The rainy weather of last weekend kind of sealed the deal. And I am fine with this.

I am ready for fat socks and five cups of coffee to be nursed while reading books under comforters or what ever we do here in the bad seasons. I’m ready to let the ground do its thing and regenerate its batteries.

With the exception of bulb planting and Yvette’s kind visit this coming weekend, I can’t image we will be visiting here to much more until spring. Or maybe I will lose my mind in January, like I did last year. Who knows.

Out of the blue, the witchhazel tree has started turning, and it is beautiful.

Lists

It’s raining like crazy and I’m feeling like some insane English lady, pruning my roses while wearing my wellies.

At first I was bummed, thinking the only reason it rained this weekend was so I would tackle some much neglected house work. But then I realized they invented rain gear for a reason. After dawning slicker and all, I put down the weed cloth for the dug out side, poured bark over it. Then guilt got the best of me and I decided I needed to finally plant the Russian Sage. Then when it was really raining I decided to put some of the hens and chicks into the ground. And then of course when it was absolutely pouring and I’d taken a mud bath from crouching on our front slope, I decided to tackle the rose bush: cut off all of the black spotted leaves, cut more dead limbs off, scratch a measly amount of fertilizer toward its roots. Its a pretty little plant. A new 12” shoot is growing next to the main trunk and the whole shoot- trunk and leaves is bright pink, very bizarre to this gardening novice.

God, maybe I will become one of those people who goes gaga over hybrid teas. I would love to know what this particular plant is, and now I am determined to save the thing.

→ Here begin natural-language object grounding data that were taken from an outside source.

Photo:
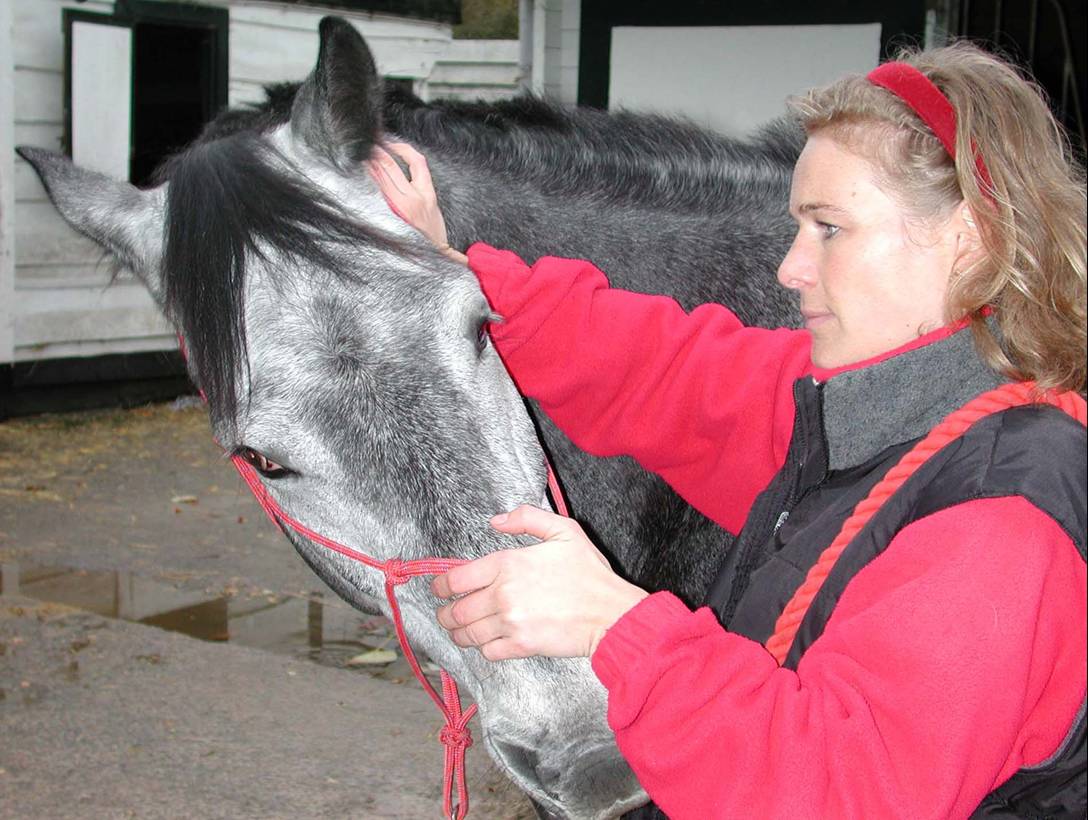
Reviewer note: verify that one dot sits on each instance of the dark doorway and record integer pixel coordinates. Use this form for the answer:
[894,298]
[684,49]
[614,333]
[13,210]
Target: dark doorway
[174,69]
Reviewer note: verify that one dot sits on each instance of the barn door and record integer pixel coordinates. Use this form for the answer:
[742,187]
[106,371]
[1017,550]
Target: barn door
[140,84]
[98,91]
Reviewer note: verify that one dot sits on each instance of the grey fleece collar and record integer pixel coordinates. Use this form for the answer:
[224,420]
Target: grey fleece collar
[901,398]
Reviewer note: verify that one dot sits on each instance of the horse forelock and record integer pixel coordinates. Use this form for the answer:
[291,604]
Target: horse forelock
[231,201]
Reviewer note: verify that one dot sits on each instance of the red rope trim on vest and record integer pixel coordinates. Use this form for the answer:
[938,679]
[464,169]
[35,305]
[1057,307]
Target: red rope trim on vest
[953,426]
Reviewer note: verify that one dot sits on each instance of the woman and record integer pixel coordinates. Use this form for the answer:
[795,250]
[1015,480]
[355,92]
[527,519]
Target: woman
[940,670]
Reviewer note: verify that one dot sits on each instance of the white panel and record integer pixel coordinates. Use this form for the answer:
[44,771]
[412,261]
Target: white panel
[101,98]
[39,96]
[60,315]
[732,78]
[7,188]
[44,237]
[96,347]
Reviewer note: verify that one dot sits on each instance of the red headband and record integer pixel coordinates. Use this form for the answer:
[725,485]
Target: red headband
[927,101]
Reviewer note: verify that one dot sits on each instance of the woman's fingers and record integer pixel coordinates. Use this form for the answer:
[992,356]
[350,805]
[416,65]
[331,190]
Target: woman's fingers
[468,578]
[529,520]
[480,632]
[474,607]
[411,199]
[417,165]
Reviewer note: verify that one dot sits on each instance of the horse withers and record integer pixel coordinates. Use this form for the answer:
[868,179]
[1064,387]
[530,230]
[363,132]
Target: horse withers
[348,361]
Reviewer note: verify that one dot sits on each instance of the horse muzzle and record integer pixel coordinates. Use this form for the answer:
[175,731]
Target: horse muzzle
[594,783]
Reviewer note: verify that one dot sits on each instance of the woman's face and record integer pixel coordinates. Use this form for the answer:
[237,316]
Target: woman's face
[869,282]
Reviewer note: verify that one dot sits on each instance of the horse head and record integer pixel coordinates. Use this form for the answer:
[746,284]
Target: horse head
[348,362]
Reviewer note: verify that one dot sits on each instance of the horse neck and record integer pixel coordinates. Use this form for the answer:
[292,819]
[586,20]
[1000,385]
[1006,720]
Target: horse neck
[720,218]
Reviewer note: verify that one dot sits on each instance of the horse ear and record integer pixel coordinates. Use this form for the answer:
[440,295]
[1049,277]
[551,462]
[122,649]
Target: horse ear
[337,111]
[121,218]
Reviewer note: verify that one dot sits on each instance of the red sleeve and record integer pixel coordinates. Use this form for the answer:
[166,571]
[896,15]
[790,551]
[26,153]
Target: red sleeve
[953,659]
[696,397]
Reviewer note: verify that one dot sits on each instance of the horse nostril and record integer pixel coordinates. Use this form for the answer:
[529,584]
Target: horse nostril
[524,765]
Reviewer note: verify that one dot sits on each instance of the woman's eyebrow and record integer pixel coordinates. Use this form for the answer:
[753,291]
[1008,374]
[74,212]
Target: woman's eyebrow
[808,207]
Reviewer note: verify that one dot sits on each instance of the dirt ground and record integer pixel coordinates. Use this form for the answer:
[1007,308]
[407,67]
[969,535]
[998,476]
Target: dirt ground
[164,653]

Guilt of what I did not get done this weekend:

•   dahlias

•   rain barrel

•   rhubarb

•   finish putting frame on beds

•   clean out the side garden next to the shed that now has those damn Himalayan blackberries creeping into from the back neighbors.

•   Dig up the front bed next to the house, bark it or put cordyline next to the house.

•   Plant rest of seeds – including sunflowers and mexican vegetables.

•   Finish moving/cleaning up the heap, top off the composter.

•   Mow the damn lawn.

But this is what I did. Some people travel near and far on their vacations, and I am here.

•   dug, deturfed and barked the bed next to the house.

•   witnessed the English Laurel getting hacked into control (okay, so I just watched, but it is finally done).

•   weeded around a lot of the plants. Most everything looks like it is not currently dying, which is a hopeful sign. The tree guy told me my witch hazel is going to get too big and I should move it. Sigh. The whole reason I planted it where it is, is to prevent winter depression. If I move it is will not be able to do its job as I will not be able to see it.

•   trimmed grass where no weed whack fears to tread. With kitchen scissors much to Ben’s chagrin.

•   put blueberry plants into ground and some dahlias to boot. Well so I did plant some dahlias, but not the ones out front as I had hoped.

•   composter. I have the composter ¾ full, but now I’ve run out of brown material (dry leaves). I was doing this insane meditative sorting thing Friday evening, separating greens, dirt and rock. Can’t see keeping that up with any sort of regularity.

Problems to solve maybe:

Lithodora diffusa- why did this plant die right off the bat? I dug it up and the roots were totally compact. I pulled them apart and put it back in the ground with fertilizer.